Alabamka- zależy czy lubisz treningi ciała,  czy treningi walki.  Ja polecam crossover,  uwielbiam.



Długo nie pisałam co u mnie.  Ehh od 22.11 listopada do 14.01 przytyłam 11kg. Życie mi się posypały  wiec zarlam. Od 5 dni walczę na nowo.  Zostałam fotografem mojej siłowni w zamian za karnet i saune.  Do tego od jutra zaczynam 2 miesięczne treningi personalne 2x w tygodniu.  Dietę powoli ogarniam,  ciężko jest przestać jeść słodycze,  gdy się je jadło kilogramami dziennie.  Waga spada,  dziś w końcu mogłam walnąć sobie selfie  bez wstydu.

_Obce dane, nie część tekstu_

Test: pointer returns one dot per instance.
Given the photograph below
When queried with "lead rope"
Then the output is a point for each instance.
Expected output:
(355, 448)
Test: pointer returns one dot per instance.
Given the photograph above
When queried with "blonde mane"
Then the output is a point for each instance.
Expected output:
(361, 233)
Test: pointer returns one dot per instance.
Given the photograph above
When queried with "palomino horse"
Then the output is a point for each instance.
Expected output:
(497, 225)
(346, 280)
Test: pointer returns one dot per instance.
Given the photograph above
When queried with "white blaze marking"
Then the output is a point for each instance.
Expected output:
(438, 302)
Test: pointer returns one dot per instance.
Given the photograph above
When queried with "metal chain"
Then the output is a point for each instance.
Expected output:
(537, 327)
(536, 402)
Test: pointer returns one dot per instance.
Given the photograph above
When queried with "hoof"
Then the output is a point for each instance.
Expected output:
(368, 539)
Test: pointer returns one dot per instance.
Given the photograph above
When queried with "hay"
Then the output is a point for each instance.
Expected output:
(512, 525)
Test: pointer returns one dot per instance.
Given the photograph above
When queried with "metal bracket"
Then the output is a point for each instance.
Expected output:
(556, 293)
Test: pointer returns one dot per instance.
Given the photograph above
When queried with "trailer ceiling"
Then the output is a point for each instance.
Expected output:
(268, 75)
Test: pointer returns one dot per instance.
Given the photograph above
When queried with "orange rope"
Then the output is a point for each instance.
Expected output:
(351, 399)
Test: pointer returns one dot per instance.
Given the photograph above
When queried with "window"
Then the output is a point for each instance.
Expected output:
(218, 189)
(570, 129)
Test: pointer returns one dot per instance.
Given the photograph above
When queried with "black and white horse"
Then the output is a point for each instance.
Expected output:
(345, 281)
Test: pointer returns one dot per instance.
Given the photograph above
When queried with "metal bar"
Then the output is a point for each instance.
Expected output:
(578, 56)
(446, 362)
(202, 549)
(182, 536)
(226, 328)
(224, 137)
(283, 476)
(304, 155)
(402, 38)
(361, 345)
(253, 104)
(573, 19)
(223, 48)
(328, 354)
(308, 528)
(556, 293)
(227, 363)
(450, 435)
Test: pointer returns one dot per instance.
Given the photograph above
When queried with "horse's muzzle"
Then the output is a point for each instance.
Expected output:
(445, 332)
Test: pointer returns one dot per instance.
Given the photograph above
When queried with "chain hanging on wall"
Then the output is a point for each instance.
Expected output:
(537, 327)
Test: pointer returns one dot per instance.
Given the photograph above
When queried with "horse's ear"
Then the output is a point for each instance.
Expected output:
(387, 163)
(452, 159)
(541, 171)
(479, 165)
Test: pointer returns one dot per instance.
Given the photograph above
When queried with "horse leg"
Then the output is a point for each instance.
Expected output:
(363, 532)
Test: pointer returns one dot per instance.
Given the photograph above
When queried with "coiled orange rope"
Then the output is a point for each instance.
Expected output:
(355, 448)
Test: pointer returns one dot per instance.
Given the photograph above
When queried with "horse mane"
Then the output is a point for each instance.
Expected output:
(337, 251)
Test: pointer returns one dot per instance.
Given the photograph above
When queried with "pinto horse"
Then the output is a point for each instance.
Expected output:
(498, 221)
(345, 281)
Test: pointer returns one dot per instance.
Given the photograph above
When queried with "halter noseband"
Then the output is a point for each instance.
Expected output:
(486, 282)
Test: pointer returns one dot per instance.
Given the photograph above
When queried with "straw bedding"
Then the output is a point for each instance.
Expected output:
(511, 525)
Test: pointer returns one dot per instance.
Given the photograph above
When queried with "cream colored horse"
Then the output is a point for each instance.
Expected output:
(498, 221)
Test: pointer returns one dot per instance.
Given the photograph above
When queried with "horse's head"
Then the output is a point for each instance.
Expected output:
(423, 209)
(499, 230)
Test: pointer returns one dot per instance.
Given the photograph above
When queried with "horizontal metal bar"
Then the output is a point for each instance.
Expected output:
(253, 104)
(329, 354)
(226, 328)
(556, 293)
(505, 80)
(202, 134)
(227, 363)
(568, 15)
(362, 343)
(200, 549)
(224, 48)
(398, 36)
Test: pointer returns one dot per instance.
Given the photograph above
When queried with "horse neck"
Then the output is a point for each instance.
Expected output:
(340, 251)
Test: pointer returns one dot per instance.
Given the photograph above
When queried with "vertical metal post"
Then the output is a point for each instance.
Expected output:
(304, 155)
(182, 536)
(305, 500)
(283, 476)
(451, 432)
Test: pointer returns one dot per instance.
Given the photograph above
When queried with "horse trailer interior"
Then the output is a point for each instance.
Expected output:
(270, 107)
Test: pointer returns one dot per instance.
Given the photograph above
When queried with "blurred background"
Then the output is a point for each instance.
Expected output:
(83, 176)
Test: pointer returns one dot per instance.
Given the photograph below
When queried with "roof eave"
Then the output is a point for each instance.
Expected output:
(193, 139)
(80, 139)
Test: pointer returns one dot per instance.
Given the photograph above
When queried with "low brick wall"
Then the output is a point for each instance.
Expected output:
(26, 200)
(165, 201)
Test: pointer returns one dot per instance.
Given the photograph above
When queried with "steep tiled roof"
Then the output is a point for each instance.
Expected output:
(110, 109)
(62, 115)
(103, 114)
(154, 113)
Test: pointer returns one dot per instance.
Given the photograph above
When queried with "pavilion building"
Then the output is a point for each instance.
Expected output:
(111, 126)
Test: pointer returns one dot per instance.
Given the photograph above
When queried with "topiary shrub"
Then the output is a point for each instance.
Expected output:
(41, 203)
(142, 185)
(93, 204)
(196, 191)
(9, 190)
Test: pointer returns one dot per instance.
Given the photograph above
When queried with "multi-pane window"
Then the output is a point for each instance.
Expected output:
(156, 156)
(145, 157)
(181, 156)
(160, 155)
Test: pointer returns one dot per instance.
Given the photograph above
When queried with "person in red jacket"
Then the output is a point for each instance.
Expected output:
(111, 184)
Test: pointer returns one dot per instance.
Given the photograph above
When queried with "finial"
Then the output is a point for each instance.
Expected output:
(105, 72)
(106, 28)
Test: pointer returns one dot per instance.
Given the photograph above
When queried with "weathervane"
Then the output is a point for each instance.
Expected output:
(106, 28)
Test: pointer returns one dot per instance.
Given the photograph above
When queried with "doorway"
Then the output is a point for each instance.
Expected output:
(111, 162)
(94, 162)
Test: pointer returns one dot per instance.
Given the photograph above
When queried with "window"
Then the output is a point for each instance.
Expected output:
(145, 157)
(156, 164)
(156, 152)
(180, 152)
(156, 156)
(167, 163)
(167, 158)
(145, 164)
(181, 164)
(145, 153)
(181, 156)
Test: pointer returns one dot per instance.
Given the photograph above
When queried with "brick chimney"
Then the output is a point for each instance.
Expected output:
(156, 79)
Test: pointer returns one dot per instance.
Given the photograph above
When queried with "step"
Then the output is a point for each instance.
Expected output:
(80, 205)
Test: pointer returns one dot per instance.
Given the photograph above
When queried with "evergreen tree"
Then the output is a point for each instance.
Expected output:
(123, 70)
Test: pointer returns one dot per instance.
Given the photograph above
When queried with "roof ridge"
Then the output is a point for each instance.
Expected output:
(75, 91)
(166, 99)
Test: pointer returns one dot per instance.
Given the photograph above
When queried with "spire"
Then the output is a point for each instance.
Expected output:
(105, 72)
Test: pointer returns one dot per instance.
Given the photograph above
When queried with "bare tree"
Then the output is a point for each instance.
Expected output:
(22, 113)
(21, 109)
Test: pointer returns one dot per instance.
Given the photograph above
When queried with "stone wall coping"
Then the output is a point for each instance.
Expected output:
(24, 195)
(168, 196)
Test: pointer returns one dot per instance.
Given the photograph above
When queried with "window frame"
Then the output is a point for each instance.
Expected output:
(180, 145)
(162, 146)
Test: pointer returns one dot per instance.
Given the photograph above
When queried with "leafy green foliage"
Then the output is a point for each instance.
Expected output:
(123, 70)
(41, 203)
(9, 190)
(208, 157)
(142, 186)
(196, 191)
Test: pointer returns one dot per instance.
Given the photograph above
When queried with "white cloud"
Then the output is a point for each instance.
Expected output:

galop, ja właśnie jestem przed @ i strasznie mnie zniechęca ta woda i bolące cycki. Ćwiczę już ponad tydzień i waga stoi, bo woda stoi w organizmie, na bieżni cycki bolą i w ogóle mam głoda. Radzę sobie tak, że sobie wmawiam, że za chwilę będzie widać jakiś mikro efekt i że warto się nie poddawać. Dietę trzymam tyle-o ile, ale ćwiczeń pilnuję i jakoś wytrwam do tego okresu.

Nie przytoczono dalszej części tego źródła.